When people needed a drone, they would call on Kersnowski’s company. Most of his customers were surveyors and engineers. They were quick to adopt the new technology but just as quickly found that the that datasets were unmanageable.

“There were tons of data, hundreds of millions of points,” related Buckley. “Engineering firms were not equipped to handle the data, so they would ask him to process the files. Their computers were not powerful enough, their drives not big enough. Their systems would crash. They would ask, ‘Can’t you just handle it? All I need is the line drawing. Or the surface.’ In other words, just give me the deliverables. ‘I don’t need the millions of points.’”
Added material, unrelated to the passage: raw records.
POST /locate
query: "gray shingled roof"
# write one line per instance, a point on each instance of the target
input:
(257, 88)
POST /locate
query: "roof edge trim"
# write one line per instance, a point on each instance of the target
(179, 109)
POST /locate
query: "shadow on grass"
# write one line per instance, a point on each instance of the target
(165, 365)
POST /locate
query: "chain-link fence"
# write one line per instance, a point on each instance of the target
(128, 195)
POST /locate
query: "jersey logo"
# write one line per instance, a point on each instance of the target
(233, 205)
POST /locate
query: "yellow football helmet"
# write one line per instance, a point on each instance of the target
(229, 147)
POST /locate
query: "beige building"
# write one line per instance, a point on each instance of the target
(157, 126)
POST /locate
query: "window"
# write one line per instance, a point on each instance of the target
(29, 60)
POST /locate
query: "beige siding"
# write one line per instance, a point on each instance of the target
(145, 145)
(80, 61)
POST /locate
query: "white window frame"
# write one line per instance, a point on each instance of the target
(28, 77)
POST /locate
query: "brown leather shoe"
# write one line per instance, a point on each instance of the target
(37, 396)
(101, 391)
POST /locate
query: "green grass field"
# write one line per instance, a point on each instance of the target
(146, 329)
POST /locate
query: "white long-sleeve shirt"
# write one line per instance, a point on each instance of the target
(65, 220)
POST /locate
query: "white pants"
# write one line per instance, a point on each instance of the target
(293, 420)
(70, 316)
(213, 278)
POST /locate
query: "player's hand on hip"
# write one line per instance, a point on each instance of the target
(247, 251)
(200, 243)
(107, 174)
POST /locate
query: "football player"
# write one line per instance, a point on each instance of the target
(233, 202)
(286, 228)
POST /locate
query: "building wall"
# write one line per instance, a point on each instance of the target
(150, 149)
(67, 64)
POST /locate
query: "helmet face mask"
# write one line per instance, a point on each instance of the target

And so, the mission started to form: to build an AI-based solution for this purpose, make AI do all that it can to free civil engineers and surveyors from having to process the big datasets, the images, and deliver, quicker than humanly possible, the line drawings or surface models that are the end product, the deliverables for which they get paid. They saw the sensors in drones and satellites were getting better, cheaper and becoming more plentiful. All that was going to generate a lot of data and require a lot of manpower to process.

“The trend was clear, but no one had cracked the problem,” said Buckley. “We were drowning in data and manpower was getting scarcer. Here’s where AI would fill the labor shortage by making up the missing piece, to make raw outputs into CAD deliverables.”

The company has raised $5.3 million in funding, according to Crunchbase.

The Future of Data

At present, if a surveyor or engineers needs detailed imagery, they must procure an aerial service for it. But AirWorks sees a future where there is abundant imagery widely available in an immense, publicly available source.

We may have been spoiled by Google, which very generously provides images of the Earth, stitching together a mosaic of all the Earth’s surface from satellite images. Thanks, Google, but your images lack detail, say surveyors or civil engineers. Google also maintains an enormous fleet of ground vehicles with 360-degree cameras that have filmed practically every street on Earth. Thanks, Google. But a street view is insufficient. You can’t see a green or brown field from the street. For that, we’ll have to fly drones.

AirWorks has high hopes for Amazon, which may very well darken the skies with delivery drones equipped with cameras and possibly choose to share its images with the rest of the world—despite Amazon having no history of generosity such as we take for granted from Google. Perhaps late model cars, with all their cameras, radars and sensors, will be willing to share? Or from on high, the air taxis that are sure to come. Hope springs eternal, and one can certainly dream of abundant, clear, detailed images from an increasing number of cameras and sensors our technology promises.